Why we can’t blame tech for the exam result scandal

Jonathan Birch

26 Aug 2020

‘Like the sinking of the Titanic’. A contributor for The Times Education Supplement did not hold back on their assessment of the UK Government’s management of this year’s academic results.

And who could blame them? The algorithm used by Ofqual to determine final grades – in lieu of students physically sitting the exams – was not only deeply flawed but regarded by many as purposely cruel.

And just as the cruise liner famously sank, so did the hearts of thousands after A-Level results day revealed that their final grades weren’t as they had hoped. Simply because a grading model dreamt up in April said so.

A staggering 40% of results were downgraded, and those from poorer backgrounds were said to be most negatively affected by the model backed by the Secretary of State.

Whilst the UK Government is working to fix this disaster, the manner in which this has all happened raises questions about how we use algorithms and equations to make such important decisions for society.

Not the first time

A recent Wired article by Matt Burgess explores these questions in detail, and highlights how the A-Level results debacle isn’t actually the first major failure of this kind for the UK public sector. Earlier this month, the Home Office dropped a “racist” visa decision algorithm that graded people on their nationalities, and the current system deciding Universal Credit has also been judged by many to be unfit for purpose.

The difference between the exam results fiasco and the other examples referenced by Burgess, is that the model used by Ofqual wasn’t powered by technology but by an equation known as ‘Pkj = (1-rj)Ckj + rj(Ckj + qkj – pkj)’. Those not already familiar with how this equation has been structured could do worse than read the Guardian’s thorough breakdown of each section and why it was always doomed to fail.

What these models all have in common is that they have done a catastrophic job of making automated socio-economic choices based on historic data. But their failings do not stem from a decision to use tailored equations, artificial intelligence (AI) or machine learning. They come from the thinking applied to each of these tools.

Thinking ethically

Take AI for example. Kathy Baxter, an Architect of Ethical AI Practice at Salesforce, explained that we can only trust AI to make ethically-sound decisions when the technology has been structured and used in a truly ethical way.

One way to do this is through diversity of thought. Organisations can reduce exclusion and bias from their AI models by looking at the inherent discrimination –accidental or otherwise – sitting within the teams building and applying it. The most obvious place to start is by assessing who is being hired and promoted based on gender, age, race, and social class.

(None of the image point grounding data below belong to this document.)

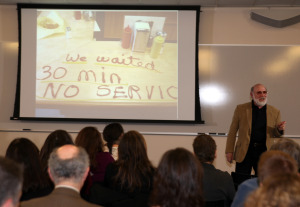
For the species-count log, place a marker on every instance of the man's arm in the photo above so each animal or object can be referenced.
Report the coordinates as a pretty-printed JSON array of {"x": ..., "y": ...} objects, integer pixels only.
[{"x": 230, "y": 143}]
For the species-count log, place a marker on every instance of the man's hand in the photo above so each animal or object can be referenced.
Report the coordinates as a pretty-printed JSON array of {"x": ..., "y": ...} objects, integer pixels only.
[
  {"x": 229, "y": 157},
  {"x": 281, "y": 126}
]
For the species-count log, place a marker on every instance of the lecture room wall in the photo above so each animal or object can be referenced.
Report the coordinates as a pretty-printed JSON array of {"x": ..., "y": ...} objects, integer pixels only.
[{"x": 234, "y": 53}]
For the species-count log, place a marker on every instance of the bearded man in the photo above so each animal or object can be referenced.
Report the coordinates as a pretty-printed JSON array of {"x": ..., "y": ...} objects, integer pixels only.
[{"x": 257, "y": 124}]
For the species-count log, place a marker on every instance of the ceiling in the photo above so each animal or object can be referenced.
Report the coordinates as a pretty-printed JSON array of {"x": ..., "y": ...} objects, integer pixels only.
[{"x": 203, "y": 3}]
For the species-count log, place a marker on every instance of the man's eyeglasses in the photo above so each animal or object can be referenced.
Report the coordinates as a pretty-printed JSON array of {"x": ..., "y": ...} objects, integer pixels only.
[{"x": 261, "y": 92}]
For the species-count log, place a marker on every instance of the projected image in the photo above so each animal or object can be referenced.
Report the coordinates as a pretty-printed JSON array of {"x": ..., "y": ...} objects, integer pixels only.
[{"x": 94, "y": 57}]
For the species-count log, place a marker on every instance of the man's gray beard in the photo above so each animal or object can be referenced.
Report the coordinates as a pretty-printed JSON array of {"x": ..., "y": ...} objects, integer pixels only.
[{"x": 260, "y": 103}]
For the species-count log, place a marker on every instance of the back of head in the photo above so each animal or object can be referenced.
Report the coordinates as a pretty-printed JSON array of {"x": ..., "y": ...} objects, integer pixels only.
[
  {"x": 277, "y": 190},
  {"x": 205, "y": 148},
  {"x": 112, "y": 132},
  {"x": 288, "y": 146},
  {"x": 11, "y": 178},
  {"x": 275, "y": 162},
  {"x": 132, "y": 148},
  {"x": 68, "y": 163},
  {"x": 25, "y": 152},
  {"x": 90, "y": 139},
  {"x": 55, "y": 139},
  {"x": 178, "y": 181}
]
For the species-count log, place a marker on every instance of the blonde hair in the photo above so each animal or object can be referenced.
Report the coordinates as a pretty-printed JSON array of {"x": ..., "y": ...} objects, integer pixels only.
[{"x": 281, "y": 190}]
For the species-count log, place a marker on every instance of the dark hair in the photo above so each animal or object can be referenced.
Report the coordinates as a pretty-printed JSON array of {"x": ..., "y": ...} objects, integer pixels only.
[
  {"x": 204, "y": 148},
  {"x": 55, "y": 139},
  {"x": 90, "y": 139},
  {"x": 111, "y": 134},
  {"x": 72, "y": 168},
  {"x": 25, "y": 152},
  {"x": 134, "y": 166},
  {"x": 178, "y": 182},
  {"x": 274, "y": 162},
  {"x": 288, "y": 146},
  {"x": 278, "y": 190},
  {"x": 11, "y": 178}
]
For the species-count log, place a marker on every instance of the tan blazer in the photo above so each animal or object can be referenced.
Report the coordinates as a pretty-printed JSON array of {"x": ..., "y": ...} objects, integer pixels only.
[
  {"x": 60, "y": 197},
  {"x": 242, "y": 123}
]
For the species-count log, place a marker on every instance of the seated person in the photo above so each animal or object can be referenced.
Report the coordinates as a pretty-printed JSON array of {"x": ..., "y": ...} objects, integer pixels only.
[
  {"x": 112, "y": 134},
  {"x": 283, "y": 144},
  {"x": 217, "y": 185},
  {"x": 129, "y": 179},
  {"x": 26, "y": 153},
  {"x": 68, "y": 168},
  {"x": 177, "y": 182},
  {"x": 90, "y": 139},
  {"x": 282, "y": 189},
  {"x": 11, "y": 179}
]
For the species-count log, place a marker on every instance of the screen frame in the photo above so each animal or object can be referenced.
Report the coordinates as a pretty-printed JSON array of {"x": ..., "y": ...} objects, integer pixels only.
[{"x": 197, "y": 110}]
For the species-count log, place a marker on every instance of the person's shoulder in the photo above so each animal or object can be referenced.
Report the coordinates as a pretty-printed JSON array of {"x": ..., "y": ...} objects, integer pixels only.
[
  {"x": 244, "y": 105},
  {"x": 273, "y": 108},
  {"x": 33, "y": 202}
]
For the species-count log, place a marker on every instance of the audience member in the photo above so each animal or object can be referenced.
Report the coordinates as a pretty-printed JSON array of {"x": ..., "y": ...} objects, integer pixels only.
[
  {"x": 128, "y": 180},
  {"x": 26, "y": 153},
  {"x": 178, "y": 181},
  {"x": 217, "y": 185},
  {"x": 277, "y": 190},
  {"x": 270, "y": 163},
  {"x": 68, "y": 168},
  {"x": 90, "y": 139},
  {"x": 11, "y": 178},
  {"x": 112, "y": 134},
  {"x": 55, "y": 139}
]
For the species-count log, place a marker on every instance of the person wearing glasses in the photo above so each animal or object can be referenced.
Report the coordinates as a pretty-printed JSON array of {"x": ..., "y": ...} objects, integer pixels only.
[{"x": 257, "y": 124}]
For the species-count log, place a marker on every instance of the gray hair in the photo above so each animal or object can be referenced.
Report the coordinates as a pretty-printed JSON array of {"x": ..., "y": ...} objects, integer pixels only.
[
  {"x": 288, "y": 146},
  {"x": 72, "y": 169},
  {"x": 11, "y": 179}
]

Working with more diverse teams can help prevent thinking becoming restricted and thereby limit discriminatory bias. But striking this kind of cultural balance is incredibly difficult when there is a major shortage of skilled AI workers to choose from. Tencent research found that there are only 300,000 skilled AI engineers globally, even though millions are needed. And a recent report from the World Economic Forum found that gender diversity alone is a huge issue within the AI field – only 22% of the global workforce is female.

Hiring challenges

The Telegraph’s Technology Editor Robin Pagnamenta points to these challenges as contributing factors to the government’s recent algorithmic and modelling woes. He stresses that within the government, only limited expertise exists, which is forcing civil servants to rely on third party providers who may have little vested interest in the consequences of their work.

But hiring that expertise in-house is difficult when salaries for skilled workers have skyrocketed due to the skills shortage. Building a diverse team of technically skilled experts is even more challenging for the same reasons, especially when the talent pool is so restricted.

In the case of this year’s academic results, the skillsets of the people responsible for pulling together the statistical model are decidedly less important. After all, AI and machine learning technologies were not part of the process that has caused so much stress and upheaval to young people across the UK.

But when Ofqual’s chief regulator Sally Collier announced yesterday that she was stepping down in light of chaos, it was said that “the fault was not hers alone”, and that “ministers have questions to answer over the extent to which they scrutinised and challenged the methodology and reliability of the statistical model, particularly given the enormity of the task and the importance of getting it right”.

The exact skillsets might not be crucially important. But the range of minds involved will be. And how the government and Ofqual thought up this mess is a question we would all surely like an answer for.